Evidentemente non è la reclusione in sé a fare miracoli: non basta essere privati della libertà e trascorrere qualche anno in cella per redimersi. A me sembra che l’importante, per tutti coloro che si trovano coinvolti in queste difficili esperienze, ragazzi, famiglie, educatori, agenti di sorveglianza, società civile tutta, è la consapevolezza chiara che non si tratta, non può trattarsi, di punizione né, tanto meno, di vendetta.
La questione non è farla pagare in qualche modo a colui che ne ha combinata una di grossa. Si va in carcere per essere aiutati a fare i conti con le proprie azioni e le loro conseguenze per sé e per gli altri, per incontrarsi con se stessi, anche con le proprie parti «sbagliate» o «fuori controllo», per misurare la distanza tra il bene e il male, che non sono la stessa cosa, per essere sicuri che cambio io ma qualcosa cambiano anche gli altri attorno a me.

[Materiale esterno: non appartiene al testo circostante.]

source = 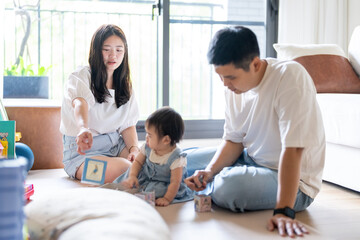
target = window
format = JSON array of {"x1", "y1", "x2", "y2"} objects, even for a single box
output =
[{"x1": 0, "y1": 0, "x2": 276, "y2": 137}]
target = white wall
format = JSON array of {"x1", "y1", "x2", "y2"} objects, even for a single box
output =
[{"x1": 348, "y1": 0, "x2": 360, "y2": 41}]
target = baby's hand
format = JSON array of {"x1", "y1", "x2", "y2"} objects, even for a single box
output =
[
  {"x1": 124, "y1": 176, "x2": 139, "y2": 188},
  {"x1": 155, "y1": 198, "x2": 170, "y2": 207}
]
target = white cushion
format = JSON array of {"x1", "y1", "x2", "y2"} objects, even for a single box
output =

Si va in carcere, o al giorno d’oggi per fortuna anche in tante altre soluzioni alternative al carcere stesso, per ricominciare a volersi bene, e ad accettare, e non è così semplice, che qualcuno ci voglia bene: perché mettere in mostra le proprie fragilità, il proprio bisogno di amore, non è facile per nessuno.
Da questo punto di vista, le risorse che ogni istituto penale minorile può mettere in campo sono tante e diverse: competenza e formazione del personale, messa alla prova, affido a comunità esterne al carcere, mediazione penale che permette l’incontro tra il colpevole di reato e le vittime. Naturalmente resta essenziale, per chi è «dentro», sapere che «fuori» è in testa e nel cuore di qualcuno. Della famiglia, soprattutto se parliamo di ragazzi.
Mi rimane però un dubbio… In un’altra vita, tanti anni fa, ho vissuto assieme a ragazzi simili al nipote della nostra lettrice. E mi ha sempre colpito il bisogno di alzare il tiro delle loro trasgressioni fino a trovare, finalmente!, un adulto e un contesto umano autorevole e affettivo, capace di dir loro senza mezzi termini: stop!
Abbiamo ritenuto che i metodi educativi di una volta fossero senz’altro troppo autoritari e coercitivi, d’accordo. Ma se li abbiamo sostituiti con il nostro semplice «assenteismo», non ci abbiamo guadagnato un granché. Non esistono ragazzi cattivi: fanno il loro mestiere, talvolta esagerando. Ma gli adulti, fanno il loro? Sant’Antonio, che spesso visitava i carcerati, protegga tuo nipote, cara «nonna preoccupata»!